When done properly, it’s a thing of beauty. Take for example Akira Kurosawa’s 1954 film Seven Samurai and its 1960 Western rehash The Magnificent Seven (anyone lamenting a remake of The Magnificent Seven was hopefully doing so with a healthy dose of irony). Both films are regarded as bona fide classics, and stand as team-up benchmarks, as well as being great examples of the “hired guns save the village” sub-genre (which has its own spin-off sub-sub-genre – “hired pretend guns save the village”, featuring the likes of Three Amigos, A Bug’s Life and Galaxy Quest).
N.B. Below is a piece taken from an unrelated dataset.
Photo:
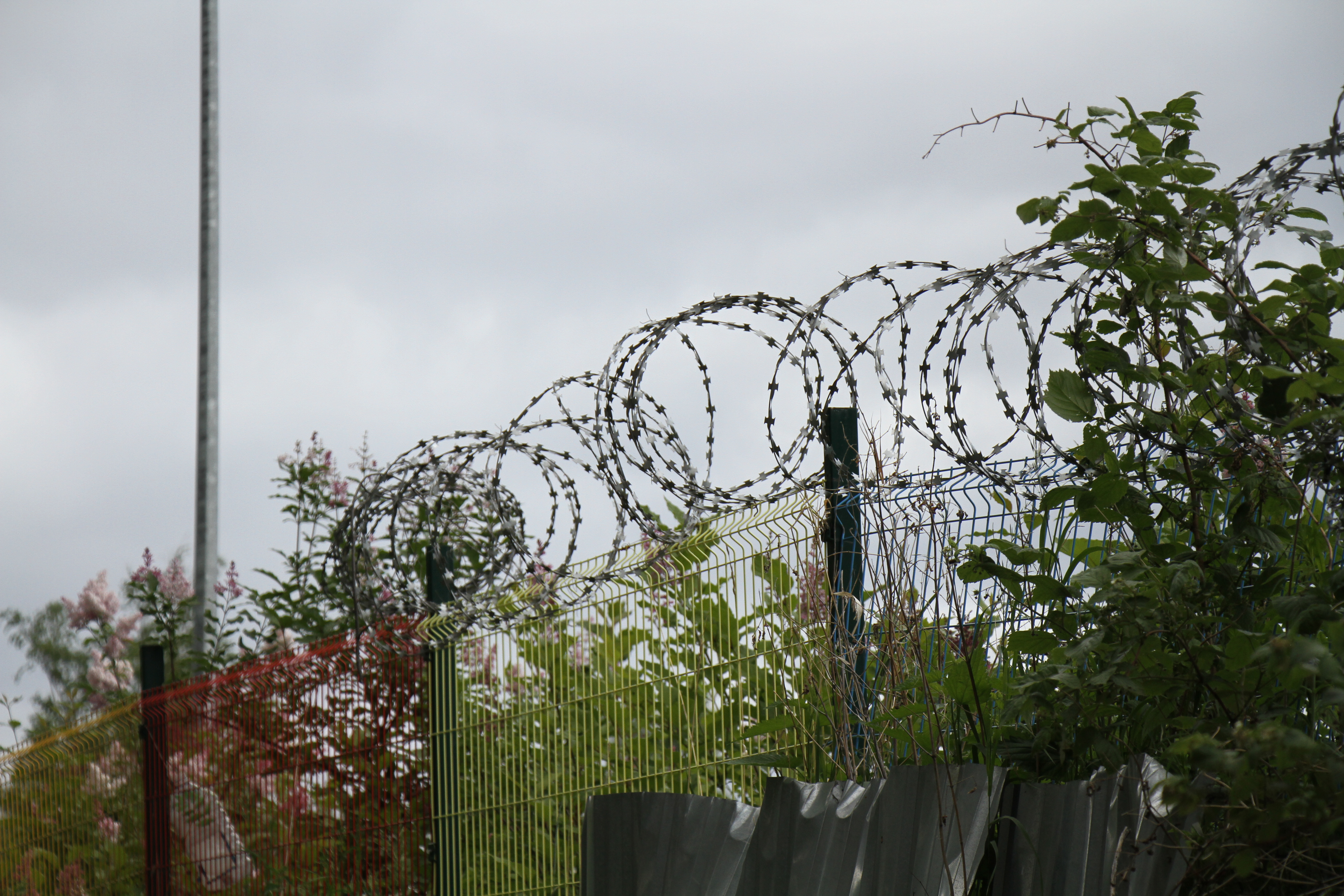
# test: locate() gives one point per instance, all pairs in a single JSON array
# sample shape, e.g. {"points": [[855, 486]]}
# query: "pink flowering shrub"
{"points": [[105, 639]]}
Digressions aside, this remake from Antoine Fuqua (Training Day, The Equalizer) probably won’t be held in the same high regard in 50 years time as the Kurosawa or John Sturges versions, but the key qualities that made those predecessors tick are on display again here. This is perhaps damning it with faint praise, but Fuqua’s Magnificent Seven will always easily be the third best version of this story.
Uniting the team, in the Toshiro Mifune/Yul Brynner role, is Denzel Washington – as cool and calm as ever as Wild Mid-West registered bounty hunter Sam Chisholm. When he is approached by the recently widowed Emma Cullen (Bennett) and asked to help save her town from the clutches of evil robber baron Bartholomew Bogue (Sarsgaard), Chisholm collects a random team of talented individuals who must come together to make something greater than the sum of their parts for the power of good.
The things that made its predecessors great are all here – colourful characters, a canny cast, and a stirring plot about sacrifice and overcoming impossible odds because, goddammit, it’s the right thing to do.
They all get decent characters, and while some aren’t as well sketched as they could be, at least some effort is made to hint at deeper layers.
The plot is rock solid and remains unchanged from 1954 and 1960. Fuqua hasn’t gone out of his way to mess with it and this is both a blessing and a curse.
On the downside, the film plays it incredibly safe. There is nothing daring or unpredictable about it – the only thing that will keep you guessing is trying to figure out which of the seven will survive the big shoot-out. This means this Magnificent Seven will always run a respectable third.
On the upside, Fuqua hasn’t done something stupid and attempt to fix something that ain’t broke. And in that sense, this version of The Magnificent Seven is a great success. It does exactly what you hope it would do – deliver an updated version of an old story with a few good laughs, a sense of cool camaraderie between its misfit heroes, and conclude with an over-the-top showdown that boasts a ridiculous body count. It is exactly as good as you hoped it could be, and not an iota more.
What more could you ask for in a remake of Seven Samurai?